Invariant Foliations, Manifolds and Autoencoders

• A Julia package to demonstrate various techniques for data oriented reduced order modelling

This package collects various computational methods employed in paper ^[paper].

The package also includes methods to calculate invariant foliations and invariant manifolds from low-dimensional vector fields as assymptotic polynomials.

We assume that the data is produced by an underlying map $\boldsymbol{F}$ from vector space $X$ to itself. Our data comes in pairs

\[\left(\boldsymbol{y}_{k}, \boldsymbol{x}_{k}\right),\;k=1,\ldots,N,\]

where

\[\boldsymbol{y}_{k}=\boldsymbol{F}\left(\boldsymbol{x}_{k}\right)+\boldsymbol{\xi}_{k}\]

and $\boldsymbol{\xi}_{k}\in X$ is a small noise sampled from a distribution with zero mean. While the paper ^[paper] assumes that $\boldsymbol{F}\left(\boldsymbol{0}\right)=\boldsymbol{0}$, the package can handle data with a fixewd point not at the origin.

There are four ways to connect a low-order model $\boldsymbol{S}$ to $\boldsymbol{F}$. The figure below shows the four combinations. Only invariant foliations and invariant manifolds produce meaningful reduced order models. Only invariant foliations and autoencoders can be fitted to data. The intersection is the invariant foliation.

An invariant foliation is fitted to data by solving

\[\arg\min_{\boldsymbol{S},\boldsymbol{U}}\sum_{k=1}^{N}\left\Vert \boldsymbol{x}_{k}\right\Vert ^{-2}\left\Vert \boldsymbol{S}\left(\boldsymbol{U}\left(\boldsymbol{x}_{k}\right)\right)-\boldsymbol{U}\left(\boldsymbol{y}_{k}\right)\right\Vert ^{2},\]

where $\boldsymbol{U}$ is an encoder mapping from $X$ to a lower dimensional space $Z$ and $\boldsymbol{S}:Z\to Z$ is a low-dimensional map.

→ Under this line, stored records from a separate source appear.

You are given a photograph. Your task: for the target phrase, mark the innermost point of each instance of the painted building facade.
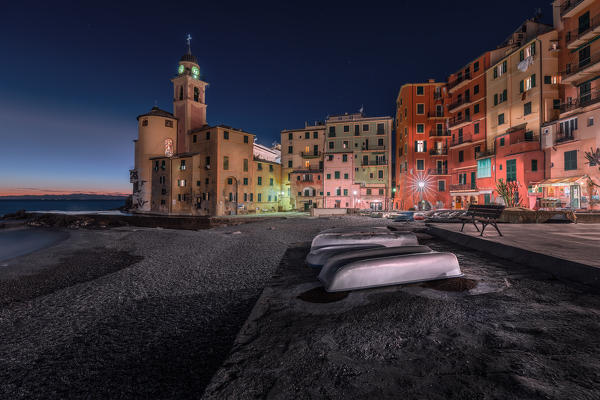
(184, 166)
(422, 141)
(343, 162)
(571, 181)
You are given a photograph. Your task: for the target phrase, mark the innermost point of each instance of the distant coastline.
(9, 205)
(73, 196)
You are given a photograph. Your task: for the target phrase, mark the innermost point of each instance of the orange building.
(421, 147)
(570, 179)
(467, 124)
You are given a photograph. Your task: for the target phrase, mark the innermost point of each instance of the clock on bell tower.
(189, 102)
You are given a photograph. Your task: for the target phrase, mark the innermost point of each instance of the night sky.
(75, 76)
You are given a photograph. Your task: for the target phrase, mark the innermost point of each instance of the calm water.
(10, 206)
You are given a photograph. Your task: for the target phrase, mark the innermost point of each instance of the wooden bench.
(487, 214)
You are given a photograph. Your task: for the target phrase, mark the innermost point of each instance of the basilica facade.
(184, 166)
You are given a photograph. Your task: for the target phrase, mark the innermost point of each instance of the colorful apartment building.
(522, 95)
(341, 163)
(302, 166)
(183, 166)
(467, 123)
(357, 162)
(422, 141)
(570, 178)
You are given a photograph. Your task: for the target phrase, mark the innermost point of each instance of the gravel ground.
(136, 313)
(514, 333)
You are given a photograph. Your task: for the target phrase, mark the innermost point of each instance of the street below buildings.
(157, 313)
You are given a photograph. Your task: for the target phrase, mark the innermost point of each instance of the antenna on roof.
(188, 40)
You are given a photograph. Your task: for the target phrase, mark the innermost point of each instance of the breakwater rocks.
(103, 221)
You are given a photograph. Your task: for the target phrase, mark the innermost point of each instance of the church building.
(184, 166)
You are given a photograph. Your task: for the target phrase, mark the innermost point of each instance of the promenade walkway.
(570, 251)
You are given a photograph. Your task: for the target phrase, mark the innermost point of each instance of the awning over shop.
(561, 181)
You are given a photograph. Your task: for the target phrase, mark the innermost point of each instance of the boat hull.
(353, 270)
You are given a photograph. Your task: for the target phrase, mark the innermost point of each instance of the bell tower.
(189, 101)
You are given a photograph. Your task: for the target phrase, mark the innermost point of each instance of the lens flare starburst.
(420, 183)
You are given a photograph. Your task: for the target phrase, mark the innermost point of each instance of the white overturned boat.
(385, 238)
(363, 269)
(319, 257)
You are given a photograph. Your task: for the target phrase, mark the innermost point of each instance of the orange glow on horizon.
(41, 192)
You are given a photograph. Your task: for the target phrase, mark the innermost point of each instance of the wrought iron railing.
(583, 30)
(439, 152)
(582, 101)
(456, 120)
(438, 171)
(568, 5)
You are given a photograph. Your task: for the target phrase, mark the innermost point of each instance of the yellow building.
(522, 87)
(183, 166)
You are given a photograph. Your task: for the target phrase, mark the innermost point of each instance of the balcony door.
(585, 93)
(440, 167)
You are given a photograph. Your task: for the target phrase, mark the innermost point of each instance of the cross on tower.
(188, 39)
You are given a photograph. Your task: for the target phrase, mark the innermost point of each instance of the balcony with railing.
(460, 103)
(461, 139)
(459, 82)
(585, 100)
(463, 187)
(436, 114)
(458, 122)
(484, 154)
(584, 33)
(439, 133)
(568, 8)
(311, 154)
(583, 69)
(440, 151)
(438, 171)
(370, 163)
(372, 147)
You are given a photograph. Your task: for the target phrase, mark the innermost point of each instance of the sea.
(11, 206)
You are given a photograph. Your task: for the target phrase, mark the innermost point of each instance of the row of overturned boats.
(352, 258)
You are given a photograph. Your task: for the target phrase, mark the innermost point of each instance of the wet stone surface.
(503, 331)
(135, 312)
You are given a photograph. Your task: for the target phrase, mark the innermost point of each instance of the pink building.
(339, 186)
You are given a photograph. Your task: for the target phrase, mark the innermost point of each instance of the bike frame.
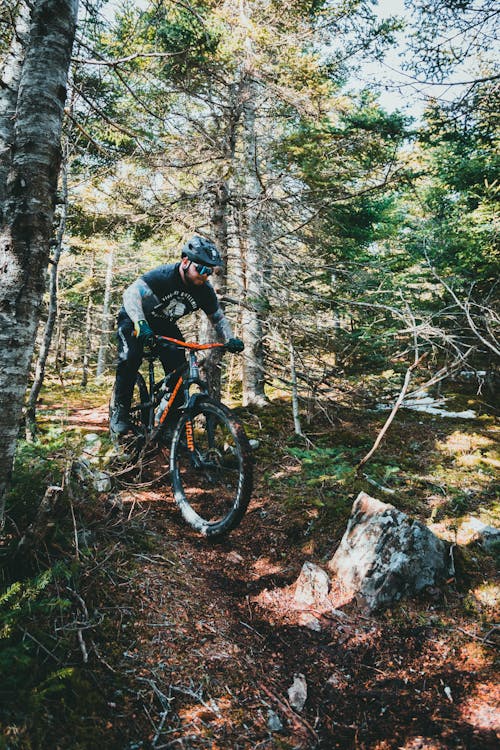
(191, 367)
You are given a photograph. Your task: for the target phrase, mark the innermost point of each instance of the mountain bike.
(211, 462)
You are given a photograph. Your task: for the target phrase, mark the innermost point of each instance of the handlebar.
(193, 345)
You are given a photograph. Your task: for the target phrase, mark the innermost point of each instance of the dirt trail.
(197, 656)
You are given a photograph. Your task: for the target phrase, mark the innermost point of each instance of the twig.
(478, 637)
(393, 412)
(286, 708)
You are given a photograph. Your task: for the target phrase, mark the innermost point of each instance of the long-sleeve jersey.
(160, 296)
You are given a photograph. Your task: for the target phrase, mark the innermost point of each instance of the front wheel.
(211, 468)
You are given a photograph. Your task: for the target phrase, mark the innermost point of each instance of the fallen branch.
(393, 412)
(295, 719)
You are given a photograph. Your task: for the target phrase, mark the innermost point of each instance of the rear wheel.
(211, 468)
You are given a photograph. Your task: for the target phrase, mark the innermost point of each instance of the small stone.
(234, 557)
(102, 482)
(297, 692)
(312, 585)
(309, 621)
(274, 723)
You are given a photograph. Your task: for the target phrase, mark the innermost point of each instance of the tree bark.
(51, 316)
(103, 346)
(253, 363)
(87, 333)
(30, 159)
(212, 363)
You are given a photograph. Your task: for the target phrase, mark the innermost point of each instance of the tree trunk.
(253, 363)
(52, 313)
(295, 391)
(103, 346)
(218, 222)
(36, 74)
(87, 334)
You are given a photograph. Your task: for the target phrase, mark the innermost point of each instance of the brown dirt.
(201, 641)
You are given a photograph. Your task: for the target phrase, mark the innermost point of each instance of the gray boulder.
(385, 555)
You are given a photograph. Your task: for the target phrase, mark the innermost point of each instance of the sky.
(409, 98)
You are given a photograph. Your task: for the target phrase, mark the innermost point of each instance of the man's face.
(191, 275)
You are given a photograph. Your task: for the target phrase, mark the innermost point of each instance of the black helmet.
(200, 250)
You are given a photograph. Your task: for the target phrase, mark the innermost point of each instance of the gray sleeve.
(221, 325)
(132, 299)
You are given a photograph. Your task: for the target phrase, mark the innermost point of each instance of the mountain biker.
(151, 305)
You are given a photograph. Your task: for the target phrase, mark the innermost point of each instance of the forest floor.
(174, 642)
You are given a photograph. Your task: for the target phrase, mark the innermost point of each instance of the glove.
(143, 332)
(235, 345)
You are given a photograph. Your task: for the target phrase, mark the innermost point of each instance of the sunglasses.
(204, 270)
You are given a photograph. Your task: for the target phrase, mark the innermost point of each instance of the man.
(152, 305)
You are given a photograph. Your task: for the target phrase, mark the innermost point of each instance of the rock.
(487, 536)
(385, 555)
(101, 482)
(308, 621)
(274, 723)
(297, 692)
(312, 586)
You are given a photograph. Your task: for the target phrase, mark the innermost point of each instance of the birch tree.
(33, 86)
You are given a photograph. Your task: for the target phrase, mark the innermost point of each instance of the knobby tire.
(212, 485)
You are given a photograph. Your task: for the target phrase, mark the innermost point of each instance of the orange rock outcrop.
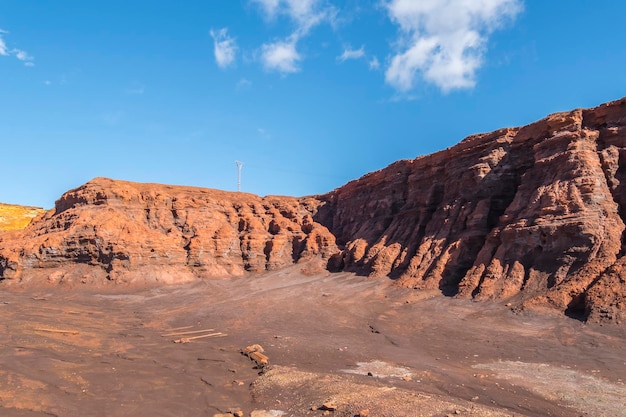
(534, 215)
(117, 231)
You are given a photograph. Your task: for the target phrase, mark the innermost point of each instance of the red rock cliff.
(535, 214)
(129, 232)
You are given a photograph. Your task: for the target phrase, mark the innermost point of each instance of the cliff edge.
(534, 215)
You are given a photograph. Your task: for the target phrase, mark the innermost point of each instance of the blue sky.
(308, 94)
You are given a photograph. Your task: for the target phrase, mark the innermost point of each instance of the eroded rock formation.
(534, 215)
(117, 231)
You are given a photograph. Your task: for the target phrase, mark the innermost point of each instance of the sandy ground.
(349, 342)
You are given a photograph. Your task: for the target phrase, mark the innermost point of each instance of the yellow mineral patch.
(14, 217)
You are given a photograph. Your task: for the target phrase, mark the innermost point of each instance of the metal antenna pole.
(239, 166)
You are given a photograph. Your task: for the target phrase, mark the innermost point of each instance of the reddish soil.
(84, 352)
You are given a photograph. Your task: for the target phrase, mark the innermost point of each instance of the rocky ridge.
(533, 215)
(109, 231)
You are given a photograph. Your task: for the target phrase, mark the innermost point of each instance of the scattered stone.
(255, 353)
(329, 406)
(254, 348)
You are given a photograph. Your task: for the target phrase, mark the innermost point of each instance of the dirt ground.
(338, 344)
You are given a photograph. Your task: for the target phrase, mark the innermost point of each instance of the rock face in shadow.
(117, 231)
(534, 215)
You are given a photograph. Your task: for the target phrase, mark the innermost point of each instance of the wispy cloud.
(282, 55)
(349, 53)
(443, 41)
(264, 133)
(18, 53)
(243, 84)
(224, 47)
(3, 46)
(374, 64)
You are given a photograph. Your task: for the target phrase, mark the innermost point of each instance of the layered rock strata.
(117, 231)
(534, 215)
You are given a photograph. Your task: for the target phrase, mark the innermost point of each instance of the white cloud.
(374, 64)
(351, 54)
(243, 84)
(304, 13)
(18, 53)
(280, 56)
(444, 41)
(225, 48)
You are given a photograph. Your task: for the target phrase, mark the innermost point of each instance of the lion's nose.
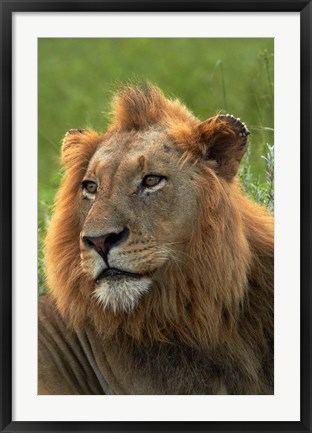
(103, 244)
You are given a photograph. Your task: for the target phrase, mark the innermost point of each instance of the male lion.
(160, 268)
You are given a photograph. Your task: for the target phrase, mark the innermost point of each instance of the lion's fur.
(223, 298)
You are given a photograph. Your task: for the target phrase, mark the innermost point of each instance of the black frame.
(7, 8)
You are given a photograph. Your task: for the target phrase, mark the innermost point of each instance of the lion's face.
(136, 208)
(147, 209)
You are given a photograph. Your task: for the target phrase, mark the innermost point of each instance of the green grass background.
(78, 76)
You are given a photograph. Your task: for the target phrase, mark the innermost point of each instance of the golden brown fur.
(217, 294)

An autoencoder is fitted to data by solving

\[\arg\min_{\boldsymbol{S},\boldsymbol{U},\boldsymbol{W}}\sum_{k=1}^{N}\left\Vert \boldsymbol{x}_{k}\right\Vert ^{-2}\left\Vert \boldsymbol{W}\left(\boldsymbol{S}\left(\boldsymbol{U}\left(\boldsymbol{x}_{k}\right)\right)\right)-\boldsymbol{y}_{k}\right\Vert ^{2},\]

where $\boldsymbol{U}:X\to Z$ is the encoder, $\boldsymbol{W}:Z\to X$ is the decoder and $\boldsymbol{S}:Z\to Z$ is a low-dimensional map.